This is very hard on you. I don't think you are being selfish at all. But you do need to talk with your wife about possibly opening things up, and it might take longer to resolve than you think. I'm going to give a perspective purely from YOUR side as lots of posters have weighed in saying that for your wife's best interests you should invest all your energy into the sex life at home, limited though it is.
If you open the marriage, with her knowledge, without doing the emotional work you'll nees to do, it makes her feel more unattractive and worried and unsure of you. Then that will wreck your marriage in other ways and the sex (that you might be getting, somewhat transactionally, and in a very boundaried way) will not make you happy anyway because your life will be more tense.
If you both do the emotional work on being open, great. But can she take that on right now? It is a lot to ask if she's recovering, and it may not be what she is able to process. But if she's really uninterested in sex at all over the long term, this might be something she comes to as she loves you and wants your marriage.
Third option is you saying to yourself look, I don't want to put this on her now, I'll find a discreet fuck buddy and keep myself compartmentalised. That honestly could work and you will likely still be a caring and attentive husband. But it's a bit short term and you will likely feel shit in other ways and it will on some level corrode your closeness with your wife.
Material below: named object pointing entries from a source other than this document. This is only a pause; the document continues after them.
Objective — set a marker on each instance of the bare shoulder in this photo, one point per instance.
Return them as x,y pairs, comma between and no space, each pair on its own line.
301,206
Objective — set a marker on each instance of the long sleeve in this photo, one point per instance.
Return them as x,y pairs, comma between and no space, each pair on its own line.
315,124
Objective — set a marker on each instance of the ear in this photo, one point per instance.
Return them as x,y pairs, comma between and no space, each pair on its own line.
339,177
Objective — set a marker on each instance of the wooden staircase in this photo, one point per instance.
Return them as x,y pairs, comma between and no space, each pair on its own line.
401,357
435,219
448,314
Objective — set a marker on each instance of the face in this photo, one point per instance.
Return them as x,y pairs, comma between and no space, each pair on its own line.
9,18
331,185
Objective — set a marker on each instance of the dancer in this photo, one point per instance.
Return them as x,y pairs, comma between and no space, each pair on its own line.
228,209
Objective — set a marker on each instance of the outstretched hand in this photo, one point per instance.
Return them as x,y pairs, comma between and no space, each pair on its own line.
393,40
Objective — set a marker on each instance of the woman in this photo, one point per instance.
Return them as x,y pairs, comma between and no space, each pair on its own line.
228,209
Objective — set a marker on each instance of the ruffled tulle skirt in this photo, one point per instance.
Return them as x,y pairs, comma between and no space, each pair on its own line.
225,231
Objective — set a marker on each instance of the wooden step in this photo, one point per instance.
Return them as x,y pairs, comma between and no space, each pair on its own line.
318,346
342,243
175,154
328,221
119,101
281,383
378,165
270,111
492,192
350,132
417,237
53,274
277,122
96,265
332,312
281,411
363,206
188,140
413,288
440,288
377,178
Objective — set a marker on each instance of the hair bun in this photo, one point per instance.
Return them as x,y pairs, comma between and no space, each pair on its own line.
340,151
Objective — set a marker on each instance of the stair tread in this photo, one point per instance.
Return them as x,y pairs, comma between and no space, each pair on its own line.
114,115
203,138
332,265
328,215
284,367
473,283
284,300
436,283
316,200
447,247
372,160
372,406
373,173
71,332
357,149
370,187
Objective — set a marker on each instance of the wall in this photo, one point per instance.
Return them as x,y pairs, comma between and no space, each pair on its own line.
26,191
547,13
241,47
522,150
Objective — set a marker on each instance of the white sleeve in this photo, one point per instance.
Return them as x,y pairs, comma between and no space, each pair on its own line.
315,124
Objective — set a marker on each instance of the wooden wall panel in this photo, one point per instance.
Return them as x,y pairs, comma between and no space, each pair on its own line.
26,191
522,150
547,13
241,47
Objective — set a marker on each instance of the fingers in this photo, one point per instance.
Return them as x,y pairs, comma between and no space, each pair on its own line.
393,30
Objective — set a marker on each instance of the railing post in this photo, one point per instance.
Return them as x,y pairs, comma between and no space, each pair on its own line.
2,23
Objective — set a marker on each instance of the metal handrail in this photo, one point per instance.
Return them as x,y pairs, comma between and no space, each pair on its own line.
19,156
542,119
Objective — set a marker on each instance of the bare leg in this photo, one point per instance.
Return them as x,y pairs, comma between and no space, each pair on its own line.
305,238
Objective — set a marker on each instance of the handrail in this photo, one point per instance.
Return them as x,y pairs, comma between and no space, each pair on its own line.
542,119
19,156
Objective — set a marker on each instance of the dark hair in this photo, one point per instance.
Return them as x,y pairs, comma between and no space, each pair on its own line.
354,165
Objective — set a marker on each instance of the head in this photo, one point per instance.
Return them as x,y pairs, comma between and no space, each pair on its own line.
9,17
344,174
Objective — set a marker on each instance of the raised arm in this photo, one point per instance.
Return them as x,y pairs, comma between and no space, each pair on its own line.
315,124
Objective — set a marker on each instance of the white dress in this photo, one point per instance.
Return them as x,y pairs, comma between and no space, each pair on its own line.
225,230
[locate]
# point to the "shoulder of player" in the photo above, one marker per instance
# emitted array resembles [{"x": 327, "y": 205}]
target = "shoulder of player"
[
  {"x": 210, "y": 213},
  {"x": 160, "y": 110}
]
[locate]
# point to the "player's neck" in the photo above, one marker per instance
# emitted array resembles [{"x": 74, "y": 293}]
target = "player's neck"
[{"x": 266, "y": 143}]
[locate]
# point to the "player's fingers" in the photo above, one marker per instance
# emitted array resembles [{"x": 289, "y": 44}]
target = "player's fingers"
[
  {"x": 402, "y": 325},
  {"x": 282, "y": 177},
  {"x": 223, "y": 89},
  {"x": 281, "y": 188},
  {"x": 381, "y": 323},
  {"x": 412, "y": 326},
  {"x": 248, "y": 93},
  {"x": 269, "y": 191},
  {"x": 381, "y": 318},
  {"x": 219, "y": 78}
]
Also it's worth doing some checking with yourself- you may think you want the escapist release of sex, but is it also that you want to be seen, known, nurtured and cared for, after such a long time as a carer (twice with your previous wife too?!). That is a powerful need and it leaves you vulnerable to other love affairs , so you may need to think about how to handle that.
So I'm afraid no easy answers. I'm really sorry for the situation you are both in.